Nilackal/Pamba: Women journalists faced the wrath of protesters, their vehicles smashed, and young female Ayyappa devotees turned back as hordes of Hindu right activists besieged the road leading to the Sabarimala temple whose gates open for women of menstrual age Wednesday evening for the first time after the Supreme Court's verdict.

The political slugfest over the Kerala government's decision not to file a review petition against the apex court order also spiralled out control as tempers frayed in areas surrounding the hill shrine that was on edge.

Activist Rahul Easwar, a front-ranking leader of the protesters and votary of the continuance of the tradition barring girls and women between 10 and 50 years from entering the temple, a custom which the Supreme Court overturned on September 28, was arrested at Pamba at the foothill from where the trek to the shrine begins.

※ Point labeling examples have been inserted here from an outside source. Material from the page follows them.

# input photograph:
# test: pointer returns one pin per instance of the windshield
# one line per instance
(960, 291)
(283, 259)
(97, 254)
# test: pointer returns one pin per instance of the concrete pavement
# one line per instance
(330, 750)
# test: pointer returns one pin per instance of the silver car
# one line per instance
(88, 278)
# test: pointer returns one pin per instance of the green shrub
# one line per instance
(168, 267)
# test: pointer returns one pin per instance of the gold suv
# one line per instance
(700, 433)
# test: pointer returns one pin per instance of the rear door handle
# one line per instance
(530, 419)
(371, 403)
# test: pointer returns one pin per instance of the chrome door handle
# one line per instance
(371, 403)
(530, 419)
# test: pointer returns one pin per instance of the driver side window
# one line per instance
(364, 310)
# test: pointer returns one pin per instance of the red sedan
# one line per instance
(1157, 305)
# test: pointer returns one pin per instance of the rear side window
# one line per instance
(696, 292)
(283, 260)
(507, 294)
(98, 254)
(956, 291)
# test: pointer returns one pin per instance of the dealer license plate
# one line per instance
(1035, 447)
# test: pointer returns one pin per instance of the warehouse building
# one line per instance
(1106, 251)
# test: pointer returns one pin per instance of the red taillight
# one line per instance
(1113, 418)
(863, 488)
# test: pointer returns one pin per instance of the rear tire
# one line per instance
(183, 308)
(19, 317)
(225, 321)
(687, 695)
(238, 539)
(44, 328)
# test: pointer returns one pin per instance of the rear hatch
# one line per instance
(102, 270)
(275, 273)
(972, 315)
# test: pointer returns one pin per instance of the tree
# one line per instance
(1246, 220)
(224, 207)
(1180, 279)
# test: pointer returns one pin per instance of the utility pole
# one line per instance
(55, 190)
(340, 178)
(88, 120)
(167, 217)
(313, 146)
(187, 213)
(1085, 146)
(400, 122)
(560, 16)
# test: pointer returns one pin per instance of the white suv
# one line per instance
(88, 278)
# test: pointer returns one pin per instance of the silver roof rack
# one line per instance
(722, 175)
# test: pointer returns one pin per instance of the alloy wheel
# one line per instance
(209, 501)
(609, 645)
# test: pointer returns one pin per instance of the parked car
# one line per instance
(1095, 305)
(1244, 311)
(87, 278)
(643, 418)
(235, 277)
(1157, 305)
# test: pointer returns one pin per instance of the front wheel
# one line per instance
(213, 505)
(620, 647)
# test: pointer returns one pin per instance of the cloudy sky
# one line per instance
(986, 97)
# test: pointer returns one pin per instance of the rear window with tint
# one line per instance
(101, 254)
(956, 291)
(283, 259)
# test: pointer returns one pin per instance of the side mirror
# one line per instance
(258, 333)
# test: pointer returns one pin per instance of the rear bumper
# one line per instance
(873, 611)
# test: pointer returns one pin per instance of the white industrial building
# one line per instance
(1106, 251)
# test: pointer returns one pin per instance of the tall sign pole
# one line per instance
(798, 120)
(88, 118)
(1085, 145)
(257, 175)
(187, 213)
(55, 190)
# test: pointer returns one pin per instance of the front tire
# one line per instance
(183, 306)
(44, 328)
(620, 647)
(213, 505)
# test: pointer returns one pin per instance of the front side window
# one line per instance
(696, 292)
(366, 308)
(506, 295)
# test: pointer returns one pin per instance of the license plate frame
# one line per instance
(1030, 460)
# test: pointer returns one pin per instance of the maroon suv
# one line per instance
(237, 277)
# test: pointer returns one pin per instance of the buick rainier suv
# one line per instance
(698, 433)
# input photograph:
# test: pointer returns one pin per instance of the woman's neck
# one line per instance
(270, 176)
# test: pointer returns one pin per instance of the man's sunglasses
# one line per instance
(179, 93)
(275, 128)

Simmering tension prevailing in Nilackal since morning erupted into rank rowdyism as scores of activists of fringe groups heckled women journalists of at least four national TV channels and vandalised their vehicles.

National TV showed protesters wearing black and saffron turbans running after their cars, violently pounding and kicking the vehicles in a bid to stop them from proceeding to Pamba from Nilackal on the way to Sabarimala.

There was a massive police presence in Pamba, Nilackal and Erumeli- the important landmarks en route Sabarimala.

Both the Congress, the main opposition party in Kerala, and the BJP, which is desperately seeking to expand its footprint in the state, have lent support to the agitation against the Supreme Court verdict.